Guiding contributors, reviewers & maintainers through the complexity of SpeechBrain testing.
SpeechBrain is the name of a speech technology toolkit. It is written in Python and uses an extended YAML (HyperPyYAML) for hyperparameters in recipes, as well as some tutorials and scripts. SpeechBrain (the toolkit) is continuously updated and improved by the SpeechBrain community and the SpeechBrain core team, working together on GitHub. New versions of SpeechBrain (the toolkit) are continuously published by the core team on platforms like PyPI.
If we take a step back, SpeechBrain also refers to a wider ecosystem, which has spread to many different platforms: there’s documentation on readthedocs, tutorials on Colab, models on HuggingFace, et cetera. Another important part of SpeechBrain are the recipes. The main GitHub repository houses a set of recipes, which has built up over time.
As SpeechBrain (all of it) is improved and changed, ideally the old, existing parts should continue to work well. However, in reality, changes will break old parts.
The purpose of tests is to ensure that things work, or that at least we know what breaks: for example, SpeechBrain (the toolkit) has unittests which test specific bits of code in the core library. But since SpeechBrain (the ecosystem) is quite wide and spread out, there should also be other types of tests which ensure that the different platforms cooperate and the recipes keep working.

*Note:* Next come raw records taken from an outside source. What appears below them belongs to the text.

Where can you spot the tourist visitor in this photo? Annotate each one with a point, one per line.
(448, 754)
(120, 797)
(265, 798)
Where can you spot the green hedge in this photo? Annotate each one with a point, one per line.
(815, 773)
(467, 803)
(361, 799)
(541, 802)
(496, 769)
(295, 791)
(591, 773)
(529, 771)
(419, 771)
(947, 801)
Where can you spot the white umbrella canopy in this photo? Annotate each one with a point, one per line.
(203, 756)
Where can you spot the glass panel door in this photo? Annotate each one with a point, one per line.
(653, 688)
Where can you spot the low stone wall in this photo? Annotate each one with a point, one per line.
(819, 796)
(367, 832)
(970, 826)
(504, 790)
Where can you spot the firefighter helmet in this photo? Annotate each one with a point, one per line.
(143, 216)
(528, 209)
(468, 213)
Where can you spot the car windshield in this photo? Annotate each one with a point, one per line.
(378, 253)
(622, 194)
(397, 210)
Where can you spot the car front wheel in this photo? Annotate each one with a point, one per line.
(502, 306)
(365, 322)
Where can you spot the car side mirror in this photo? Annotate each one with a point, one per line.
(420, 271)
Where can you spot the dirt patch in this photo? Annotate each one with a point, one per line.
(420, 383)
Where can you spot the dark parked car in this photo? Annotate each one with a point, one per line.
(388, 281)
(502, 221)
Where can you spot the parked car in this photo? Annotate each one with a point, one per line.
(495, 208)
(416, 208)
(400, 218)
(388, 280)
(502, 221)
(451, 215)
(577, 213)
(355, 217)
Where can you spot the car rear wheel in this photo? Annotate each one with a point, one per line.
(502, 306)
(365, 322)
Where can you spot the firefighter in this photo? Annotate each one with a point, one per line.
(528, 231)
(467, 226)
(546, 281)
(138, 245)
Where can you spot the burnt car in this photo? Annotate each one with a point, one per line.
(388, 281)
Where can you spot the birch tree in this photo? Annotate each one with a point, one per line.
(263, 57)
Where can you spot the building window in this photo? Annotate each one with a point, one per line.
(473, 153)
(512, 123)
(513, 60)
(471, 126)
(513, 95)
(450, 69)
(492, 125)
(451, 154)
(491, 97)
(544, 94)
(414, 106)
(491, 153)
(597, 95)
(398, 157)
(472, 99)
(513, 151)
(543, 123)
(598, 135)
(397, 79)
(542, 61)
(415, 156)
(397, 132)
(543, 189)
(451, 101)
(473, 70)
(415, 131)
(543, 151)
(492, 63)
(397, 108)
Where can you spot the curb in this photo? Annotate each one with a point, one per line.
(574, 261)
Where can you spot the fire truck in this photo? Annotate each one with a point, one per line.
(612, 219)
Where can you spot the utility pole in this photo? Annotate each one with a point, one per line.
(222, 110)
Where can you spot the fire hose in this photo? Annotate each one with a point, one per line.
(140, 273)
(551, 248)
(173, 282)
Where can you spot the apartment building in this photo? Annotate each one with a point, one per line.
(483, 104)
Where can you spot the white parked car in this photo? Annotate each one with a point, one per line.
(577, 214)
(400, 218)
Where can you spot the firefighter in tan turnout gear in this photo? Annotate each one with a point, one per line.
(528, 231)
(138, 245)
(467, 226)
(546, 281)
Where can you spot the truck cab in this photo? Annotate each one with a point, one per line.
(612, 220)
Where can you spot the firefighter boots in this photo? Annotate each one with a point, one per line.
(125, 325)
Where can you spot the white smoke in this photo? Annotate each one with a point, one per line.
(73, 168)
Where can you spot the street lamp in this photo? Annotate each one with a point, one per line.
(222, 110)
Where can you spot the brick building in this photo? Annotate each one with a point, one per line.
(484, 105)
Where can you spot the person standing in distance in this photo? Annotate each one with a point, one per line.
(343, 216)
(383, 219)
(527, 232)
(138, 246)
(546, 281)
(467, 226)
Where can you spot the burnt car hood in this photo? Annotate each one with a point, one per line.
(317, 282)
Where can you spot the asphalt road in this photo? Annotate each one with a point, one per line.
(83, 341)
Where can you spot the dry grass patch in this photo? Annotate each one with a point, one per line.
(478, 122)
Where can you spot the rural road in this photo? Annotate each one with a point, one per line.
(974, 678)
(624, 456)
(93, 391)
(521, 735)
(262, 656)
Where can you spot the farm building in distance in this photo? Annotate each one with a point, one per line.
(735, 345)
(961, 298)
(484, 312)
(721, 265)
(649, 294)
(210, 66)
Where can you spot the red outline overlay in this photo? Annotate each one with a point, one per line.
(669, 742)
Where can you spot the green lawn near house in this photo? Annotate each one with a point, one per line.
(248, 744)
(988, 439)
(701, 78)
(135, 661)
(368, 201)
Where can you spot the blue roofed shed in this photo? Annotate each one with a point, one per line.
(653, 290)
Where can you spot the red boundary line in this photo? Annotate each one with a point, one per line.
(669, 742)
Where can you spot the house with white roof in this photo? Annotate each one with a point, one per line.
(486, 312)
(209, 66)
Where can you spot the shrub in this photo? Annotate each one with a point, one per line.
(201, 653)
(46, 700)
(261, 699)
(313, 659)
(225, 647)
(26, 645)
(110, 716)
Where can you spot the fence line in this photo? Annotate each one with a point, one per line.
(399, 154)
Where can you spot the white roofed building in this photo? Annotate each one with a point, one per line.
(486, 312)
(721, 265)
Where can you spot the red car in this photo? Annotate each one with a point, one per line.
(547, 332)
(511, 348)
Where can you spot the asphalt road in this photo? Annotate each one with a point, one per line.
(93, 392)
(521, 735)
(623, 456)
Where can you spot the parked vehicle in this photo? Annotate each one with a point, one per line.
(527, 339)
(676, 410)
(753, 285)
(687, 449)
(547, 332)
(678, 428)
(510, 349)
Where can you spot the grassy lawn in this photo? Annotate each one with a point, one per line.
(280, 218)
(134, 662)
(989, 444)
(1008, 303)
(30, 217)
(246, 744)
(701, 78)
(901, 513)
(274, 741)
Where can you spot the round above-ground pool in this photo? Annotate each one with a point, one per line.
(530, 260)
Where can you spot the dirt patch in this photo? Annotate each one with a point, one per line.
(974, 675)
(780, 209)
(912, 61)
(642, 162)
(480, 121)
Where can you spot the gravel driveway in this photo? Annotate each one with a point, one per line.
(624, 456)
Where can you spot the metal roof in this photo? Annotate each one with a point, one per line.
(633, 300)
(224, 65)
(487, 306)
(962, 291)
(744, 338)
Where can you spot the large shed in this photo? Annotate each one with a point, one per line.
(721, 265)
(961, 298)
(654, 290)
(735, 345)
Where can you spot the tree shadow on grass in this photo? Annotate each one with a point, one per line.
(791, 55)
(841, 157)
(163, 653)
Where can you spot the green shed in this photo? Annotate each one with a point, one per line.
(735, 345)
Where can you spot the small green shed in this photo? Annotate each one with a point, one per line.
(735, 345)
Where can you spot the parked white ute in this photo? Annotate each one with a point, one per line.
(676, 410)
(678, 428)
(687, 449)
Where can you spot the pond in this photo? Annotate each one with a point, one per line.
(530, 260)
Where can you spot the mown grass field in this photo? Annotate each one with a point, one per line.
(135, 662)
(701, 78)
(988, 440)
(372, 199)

Demonstrating that no harm is done by some given change is a big challenge. Ideally, tests will help in integrating (potentially legacy-breaking) changes without losing the existing achievements.
The following graphics illustrate the different complexities at work when it comes to testing in SpeechBrain.
by Andreas Nautsch, Aku Rouhe, 2022
Functionality provided on multiple platforms, in the SpeechBrain ecosystem.
(documentation) (tutorials)
.—————————————. .———————.
| readthedocs | ‚––> | Colab |
\—————————————/ ∕ \———————/
^ ‚––––‘ |
(release) | ∕ v
.——————. .———————————. (landing) .———————————.
| PyPI | –––> | github.io | (page) | templates | (reference)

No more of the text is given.